Driving through the KOA campground, we talk about fishing and how there isn’t much to catch around here except maybe carp. “I prefer freshwater fish. The only place 1 really enjoyed fishing was Minnesota. I liked to catch walleye and northern pike and perch. They’re really good eating. You don’t have to be a genius to cook perch.” After a brief, head-scratching examination of the incomprehensible but remarkable phenomenon of ice fishing in the Midwest, Yost is laughing about frozen lakes, whiskey, and hypothermia as he pulls back into the bus yard at the trolley station. His laughter is infectious and articulate in itself.

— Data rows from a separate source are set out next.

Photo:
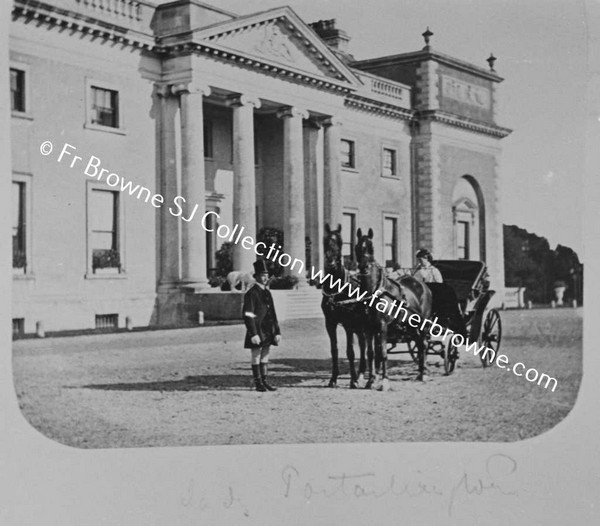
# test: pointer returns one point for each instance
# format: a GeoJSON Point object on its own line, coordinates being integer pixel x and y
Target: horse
{"type": "Point", "coordinates": [417, 300]}
{"type": "Point", "coordinates": [339, 309]}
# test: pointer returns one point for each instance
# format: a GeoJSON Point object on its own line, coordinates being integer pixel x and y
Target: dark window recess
{"type": "Point", "coordinates": [208, 139]}
{"type": "Point", "coordinates": [105, 107]}
{"type": "Point", "coordinates": [18, 326]}
{"type": "Point", "coordinates": [18, 226]}
{"type": "Point", "coordinates": [347, 154]}
{"type": "Point", "coordinates": [107, 321]}
{"type": "Point", "coordinates": [17, 90]}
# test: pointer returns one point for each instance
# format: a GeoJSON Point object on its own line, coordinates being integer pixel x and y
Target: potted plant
{"type": "Point", "coordinates": [559, 291]}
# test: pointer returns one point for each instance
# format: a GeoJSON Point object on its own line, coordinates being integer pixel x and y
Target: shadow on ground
{"type": "Point", "coordinates": [287, 372]}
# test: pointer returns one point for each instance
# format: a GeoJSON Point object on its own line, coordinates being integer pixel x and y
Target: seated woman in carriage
{"type": "Point", "coordinates": [426, 272]}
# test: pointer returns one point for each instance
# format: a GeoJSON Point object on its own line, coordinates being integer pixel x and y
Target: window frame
{"type": "Point", "coordinates": [25, 179]}
{"type": "Point", "coordinates": [90, 84]}
{"type": "Point", "coordinates": [395, 172]}
{"type": "Point", "coordinates": [353, 165]}
{"type": "Point", "coordinates": [351, 235]}
{"type": "Point", "coordinates": [109, 272]}
{"type": "Point", "coordinates": [395, 239]}
{"type": "Point", "coordinates": [25, 68]}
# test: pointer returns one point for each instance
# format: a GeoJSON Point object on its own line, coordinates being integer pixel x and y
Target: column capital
{"type": "Point", "coordinates": [331, 121]}
{"type": "Point", "coordinates": [163, 90]}
{"type": "Point", "coordinates": [243, 100]}
{"type": "Point", "coordinates": [292, 111]}
{"type": "Point", "coordinates": [191, 88]}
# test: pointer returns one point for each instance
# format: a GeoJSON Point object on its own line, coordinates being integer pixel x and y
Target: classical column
{"type": "Point", "coordinates": [332, 198]}
{"type": "Point", "coordinates": [313, 189]}
{"type": "Point", "coordinates": [169, 225]}
{"type": "Point", "coordinates": [293, 187]}
{"type": "Point", "coordinates": [193, 184]}
{"type": "Point", "coordinates": [244, 177]}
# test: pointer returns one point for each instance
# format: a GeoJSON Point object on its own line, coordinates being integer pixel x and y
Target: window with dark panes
{"type": "Point", "coordinates": [389, 162]}
{"type": "Point", "coordinates": [347, 154]}
{"type": "Point", "coordinates": [104, 229]}
{"type": "Point", "coordinates": [17, 90]}
{"type": "Point", "coordinates": [348, 235]}
{"type": "Point", "coordinates": [390, 241]}
{"type": "Point", "coordinates": [18, 225]}
{"type": "Point", "coordinates": [105, 107]}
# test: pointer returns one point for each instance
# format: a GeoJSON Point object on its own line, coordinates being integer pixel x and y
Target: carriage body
{"type": "Point", "coordinates": [472, 294]}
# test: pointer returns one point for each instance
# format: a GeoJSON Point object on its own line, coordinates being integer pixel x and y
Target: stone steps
{"type": "Point", "coordinates": [297, 304]}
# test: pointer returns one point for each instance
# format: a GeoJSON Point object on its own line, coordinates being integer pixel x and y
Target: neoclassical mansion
{"type": "Point", "coordinates": [264, 119]}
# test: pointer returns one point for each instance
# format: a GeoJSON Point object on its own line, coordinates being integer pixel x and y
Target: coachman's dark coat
{"type": "Point", "coordinates": [259, 302]}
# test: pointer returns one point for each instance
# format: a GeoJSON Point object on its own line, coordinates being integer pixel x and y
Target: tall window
{"type": "Point", "coordinates": [390, 241]}
{"type": "Point", "coordinates": [462, 239]}
{"type": "Point", "coordinates": [18, 226]}
{"type": "Point", "coordinates": [389, 163]}
{"type": "Point", "coordinates": [348, 234]}
{"type": "Point", "coordinates": [17, 90]}
{"type": "Point", "coordinates": [105, 107]}
{"type": "Point", "coordinates": [348, 154]}
{"type": "Point", "coordinates": [104, 229]}
{"type": "Point", "coordinates": [208, 139]}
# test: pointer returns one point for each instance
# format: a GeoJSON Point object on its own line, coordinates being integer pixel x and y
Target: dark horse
{"type": "Point", "coordinates": [341, 309]}
{"type": "Point", "coordinates": [382, 312]}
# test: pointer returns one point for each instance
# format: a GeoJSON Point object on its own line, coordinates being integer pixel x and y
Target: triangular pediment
{"type": "Point", "coordinates": [281, 38]}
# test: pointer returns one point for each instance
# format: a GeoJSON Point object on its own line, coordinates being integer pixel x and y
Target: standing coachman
{"type": "Point", "coordinates": [262, 327]}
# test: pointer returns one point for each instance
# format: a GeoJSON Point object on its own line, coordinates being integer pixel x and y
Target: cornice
{"type": "Point", "coordinates": [462, 122]}
{"type": "Point", "coordinates": [52, 17]}
{"type": "Point", "coordinates": [379, 108]}
{"type": "Point", "coordinates": [263, 65]}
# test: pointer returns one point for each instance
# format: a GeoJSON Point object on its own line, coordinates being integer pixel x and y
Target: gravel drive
{"type": "Point", "coordinates": [192, 387]}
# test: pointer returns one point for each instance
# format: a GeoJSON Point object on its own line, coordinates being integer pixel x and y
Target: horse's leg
{"type": "Point", "coordinates": [378, 353]}
{"type": "Point", "coordinates": [331, 327]}
{"type": "Point", "coordinates": [385, 383]}
{"type": "Point", "coordinates": [350, 355]}
{"type": "Point", "coordinates": [371, 346]}
{"type": "Point", "coordinates": [362, 344]}
{"type": "Point", "coordinates": [422, 350]}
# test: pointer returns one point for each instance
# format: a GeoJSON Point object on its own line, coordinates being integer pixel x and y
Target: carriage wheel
{"type": "Point", "coordinates": [412, 349]}
{"type": "Point", "coordinates": [450, 356]}
{"type": "Point", "coordinates": [491, 335]}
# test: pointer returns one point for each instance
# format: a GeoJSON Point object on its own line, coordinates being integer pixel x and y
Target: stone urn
{"type": "Point", "coordinates": [559, 292]}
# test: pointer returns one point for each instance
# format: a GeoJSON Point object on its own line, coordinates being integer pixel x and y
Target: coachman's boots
{"type": "Point", "coordinates": [258, 383]}
{"type": "Point", "coordinates": [263, 374]}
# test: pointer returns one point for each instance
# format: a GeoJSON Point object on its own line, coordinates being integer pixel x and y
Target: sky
{"type": "Point", "coordinates": [541, 46]}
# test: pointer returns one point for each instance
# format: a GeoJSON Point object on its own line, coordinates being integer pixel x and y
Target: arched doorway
{"type": "Point", "coordinates": [468, 214]}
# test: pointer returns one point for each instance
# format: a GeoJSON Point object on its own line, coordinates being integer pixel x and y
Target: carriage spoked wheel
{"type": "Point", "coordinates": [450, 353]}
{"type": "Point", "coordinates": [491, 336]}
{"type": "Point", "coordinates": [413, 350]}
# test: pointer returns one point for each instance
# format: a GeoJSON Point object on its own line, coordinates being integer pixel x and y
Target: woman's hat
{"type": "Point", "coordinates": [260, 267]}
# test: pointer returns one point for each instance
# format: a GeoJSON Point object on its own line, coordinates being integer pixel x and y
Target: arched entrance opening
{"type": "Point", "coordinates": [468, 214]}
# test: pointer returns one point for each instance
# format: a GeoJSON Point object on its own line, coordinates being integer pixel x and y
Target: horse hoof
{"type": "Point", "coordinates": [384, 385]}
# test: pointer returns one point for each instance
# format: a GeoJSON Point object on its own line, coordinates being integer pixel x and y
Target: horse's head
{"type": "Point", "coordinates": [364, 250]}
{"type": "Point", "coordinates": [332, 247]}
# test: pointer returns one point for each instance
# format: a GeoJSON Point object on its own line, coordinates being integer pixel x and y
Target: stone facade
{"type": "Point", "coordinates": [253, 118]}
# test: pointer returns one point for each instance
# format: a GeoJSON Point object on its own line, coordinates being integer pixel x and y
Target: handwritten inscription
{"type": "Point", "coordinates": [466, 92]}
{"type": "Point", "coordinates": [496, 478]}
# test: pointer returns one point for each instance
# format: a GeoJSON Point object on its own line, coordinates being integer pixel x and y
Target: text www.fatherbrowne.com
{"type": "Point", "coordinates": [94, 169]}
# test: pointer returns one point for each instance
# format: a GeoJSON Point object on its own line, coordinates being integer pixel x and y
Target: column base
{"type": "Point", "coordinates": [195, 285]}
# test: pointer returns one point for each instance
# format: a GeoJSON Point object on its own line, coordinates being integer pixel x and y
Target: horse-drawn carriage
{"type": "Point", "coordinates": [460, 304]}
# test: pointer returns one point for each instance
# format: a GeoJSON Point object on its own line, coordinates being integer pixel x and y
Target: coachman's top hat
{"type": "Point", "coordinates": [424, 253]}
{"type": "Point", "coordinates": [260, 267]}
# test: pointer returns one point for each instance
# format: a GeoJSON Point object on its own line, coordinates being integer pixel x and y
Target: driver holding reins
{"type": "Point", "coordinates": [426, 272]}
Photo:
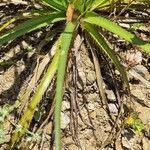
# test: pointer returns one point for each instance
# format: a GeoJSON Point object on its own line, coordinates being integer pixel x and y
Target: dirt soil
{"type": "Point", "coordinates": [86, 124]}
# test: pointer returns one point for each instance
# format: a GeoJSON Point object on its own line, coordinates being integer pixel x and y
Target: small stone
{"type": "Point", "coordinates": [65, 120]}
{"type": "Point", "coordinates": [65, 105]}
{"type": "Point", "coordinates": [113, 109]}
{"type": "Point", "coordinates": [110, 95]}
{"type": "Point", "coordinates": [91, 106]}
{"type": "Point", "coordinates": [93, 97]}
{"type": "Point", "coordinates": [83, 77]}
{"type": "Point", "coordinates": [91, 77]}
{"type": "Point", "coordinates": [146, 144]}
{"type": "Point", "coordinates": [142, 71]}
{"type": "Point", "coordinates": [93, 114]}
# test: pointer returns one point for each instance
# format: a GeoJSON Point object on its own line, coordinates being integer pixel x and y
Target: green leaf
{"type": "Point", "coordinates": [55, 4]}
{"type": "Point", "coordinates": [98, 20]}
{"type": "Point", "coordinates": [40, 90]}
{"type": "Point", "coordinates": [31, 25]}
{"type": "Point", "coordinates": [98, 3]}
{"type": "Point", "coordinates": [104, 46]}
{"type": "Point", "coordinates": [79, 5]}
{"type": "Point", "coordinates": [66, 41]}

The first passenger to board as Saturday afternoon becomes Saturday evening is Mike Crossley. He has long, curly, wheat-colored hair and a wispy beard. He looks like a young apostle in a motorized wheelchair. He has a “lighter form” of cerebral palsy. “Any complaints today?” Yost asks him. Crossley doesn’t like the old buses. He prefers these purple jobs because “their wheelchair access is better; it’s flush with the street.” Crossley just smiles at Yost as the driver opens the disabled door and lowers the ramp. Yost takes his time strapping Cross-ley in comfortably and raising the platform.

“You guys know each other, eh?” I am remembering the driver in Hillcrest who strapped in the disabled guy like he was securing a hostage.

Crossley nods, “A really nice gentleman.” — John Brizzolara

John Brizzolara’s novels include Wirecutter and Empire's Horizon. In 1997 he received the National Conference Media Award for Journalism.